I'll miss the people to whom I've taken Holy Communion, and when I'm not rostered to play the organ I'd be very happy to take them to Mass.

I should have said this when I finished up as an ‘Extraordinary’ Minister of Holy Communion at Mass. But I knew even that would mean the rest of our small team of ministers would have to take up the slack.

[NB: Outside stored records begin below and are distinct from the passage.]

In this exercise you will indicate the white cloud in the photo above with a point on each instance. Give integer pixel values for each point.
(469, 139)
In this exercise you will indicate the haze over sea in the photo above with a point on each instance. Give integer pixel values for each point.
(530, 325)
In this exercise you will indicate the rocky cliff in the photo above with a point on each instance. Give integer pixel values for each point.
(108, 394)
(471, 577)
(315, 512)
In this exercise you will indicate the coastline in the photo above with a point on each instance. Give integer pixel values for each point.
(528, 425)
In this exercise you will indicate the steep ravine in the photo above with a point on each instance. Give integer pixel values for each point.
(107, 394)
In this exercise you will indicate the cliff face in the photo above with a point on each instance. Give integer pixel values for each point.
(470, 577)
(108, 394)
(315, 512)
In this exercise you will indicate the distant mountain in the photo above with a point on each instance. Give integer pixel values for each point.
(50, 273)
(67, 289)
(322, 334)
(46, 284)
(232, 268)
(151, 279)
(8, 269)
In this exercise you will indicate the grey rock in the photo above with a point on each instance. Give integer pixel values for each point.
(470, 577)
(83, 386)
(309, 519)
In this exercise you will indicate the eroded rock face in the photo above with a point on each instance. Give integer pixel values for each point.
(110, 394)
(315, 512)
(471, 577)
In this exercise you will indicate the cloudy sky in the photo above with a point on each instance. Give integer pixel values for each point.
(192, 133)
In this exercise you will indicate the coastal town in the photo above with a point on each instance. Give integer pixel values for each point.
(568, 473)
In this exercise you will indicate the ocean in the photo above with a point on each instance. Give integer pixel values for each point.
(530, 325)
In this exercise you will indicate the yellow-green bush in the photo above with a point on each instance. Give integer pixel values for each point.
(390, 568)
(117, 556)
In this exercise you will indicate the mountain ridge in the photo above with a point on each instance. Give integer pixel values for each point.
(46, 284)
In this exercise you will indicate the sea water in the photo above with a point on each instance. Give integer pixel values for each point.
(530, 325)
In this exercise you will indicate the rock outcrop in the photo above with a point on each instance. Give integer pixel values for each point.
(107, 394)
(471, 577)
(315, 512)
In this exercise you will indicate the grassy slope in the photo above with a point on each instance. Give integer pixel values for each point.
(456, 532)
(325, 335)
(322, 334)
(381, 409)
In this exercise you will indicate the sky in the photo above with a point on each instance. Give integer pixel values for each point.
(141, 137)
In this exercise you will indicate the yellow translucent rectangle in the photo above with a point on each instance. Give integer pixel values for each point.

That was about two years ago. By then it was clear to me that the post-Vatican II innovation of Communion in the hand was a tragic mistake. It was never mandated by Vatican II. It was a deliberate manoeuvre by the Church's progressive prelates, only belatedly ‘permitted’ by the Vatican in an attempt to shut the stable door - but by then the horse of disobedience had bolted. The Church in NZ, where we love to lead the world, had the bit between its teeth.

Kneelers and sanctuary rails went to the tip, statues to garden sheds and we had the ‘New Mass’ (substantially rejected by the Episcopal Synod, never submitted to the Episcopal Conferences and never asked for by the people). Lay people, urged on by bishops and priests, were up and doing.
Handling and distributing the Body and Blood of Jesus Christ is a sublime privilege  which had always been reserved, until Vatican II, to the consecrated hands of priests. “To touch the Sacred Species and to distribute them with their own hands is a privilege of the ordained” (Pope St John Paul II). 
Church law is clear: so-called ‘Extraordinary’ Ministers of the Eucharist must be used only in cases of ‘true necessity’ or ‘cases of an unforeseen nature’, must be properly trained, and mandated by the Bishop.

There's no need to distribute the Precious Blood; in the Host we receive both the Body and Blood of Christ. Chalice bearers are unnecessary and increase the chance of desecration of the Sacred Species which commonly occurs with lay people handing out the Host - particles, each of which is the Body and Blood, soul and divinity of Christ whole and entire, are often dropped, ignored, trodden on. 

“By their fruits you shall know them … the evil tree bringeth forth evil fruit” (Mt 7:16,17)
Among the fruits of Vatican II, including the fruits of laity handling the Sacred Species, are sex abuse scandals, a dramatic fall-off in Mass attendance, use of the Sacraments and men in training for the priesthood.

“It has come to our knowledge that some priests deliver the Lord’s Body to a layman or a woman to carry It to the sick: the synod therefore forbids such presumption to continue; and let the priest himself communicate to the sick.” (St Thomas Aquinas, Summa Theologiae).